Let me set the scene.
Last Sunday morning I was driving on the Kiama bends on the south coast of NSW, Australia. In my rear vision mirror, I happened to notice a car cornering substantially faster than any other car. It was approaching my car very quickly.
Somewhat expecting the driver to do something silly, I proceeded to watch the car swerve up the inside of two cars driving in the right-hand lane. Now driving right behind me, the driver used the slight gap between the back of my car in the left lane and the gap in front of the car in the right lane to squeeze in and take off down the road.
I then watched this p-plater overtake a car on double lines in the distance before going out of view.
While I find witnessing these people on the roads very concerning, implicit in this decision making and behaviour can be an important lesson for investors.
Over our lifetime, we invariably make millions of decisions. Some will be good and some will be bad. However, as humans, we have a tendency to focus on the outcome of a decision in accessing how good we are rather than the process.
The young P plate driver most likely achieved his objective that day (i.e. arrived at his destination in the shortest possible time) so will have no reason to critique his method of getting there. Though, how much of this positive outcome was attributed to randomness (luck) and how much was due to his process?

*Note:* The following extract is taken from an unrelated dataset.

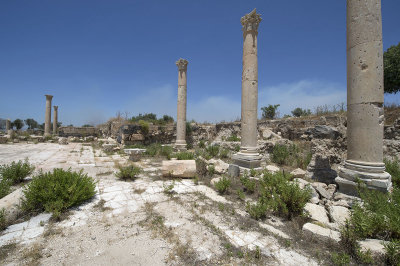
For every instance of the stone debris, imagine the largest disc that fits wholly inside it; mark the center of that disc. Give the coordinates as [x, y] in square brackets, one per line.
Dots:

If most of his outcome was attributed to luck (as I would suggest it was) then the law of large numbers will most likely one day catch up to him and he will eventually have an accident. The situation is no different to investing. Bad processes can produce good outcomes for a period of time but eventually, bad processes (or worse – no process at all!) are typically exposed for what they really are. Luck eventually runs out and the GFC is a perfect example of this when many people lost over 50 to 60% of their portfolio.
I can’t recall where I came across the below table years ago but I made a point of saving it because it aligned so heavily with AFF’s views on the importance of having an investment process.
I suspect that as humans we tend to focus more on the outcome of a decision as it is much easier to observe than the intricacies of the process leading to it. Regardless of the reasons why we do this, using signals that were caused by randomness (luck) to assess how safe or strong our portfolios are is a sure recipe for an eventual disaster.
As investors we have little control over the movement of markets. What we have at our disposal in our endeavour to achieve good outcomes is complete control over our process. Focus on that and the results will show. How fast are you driving now?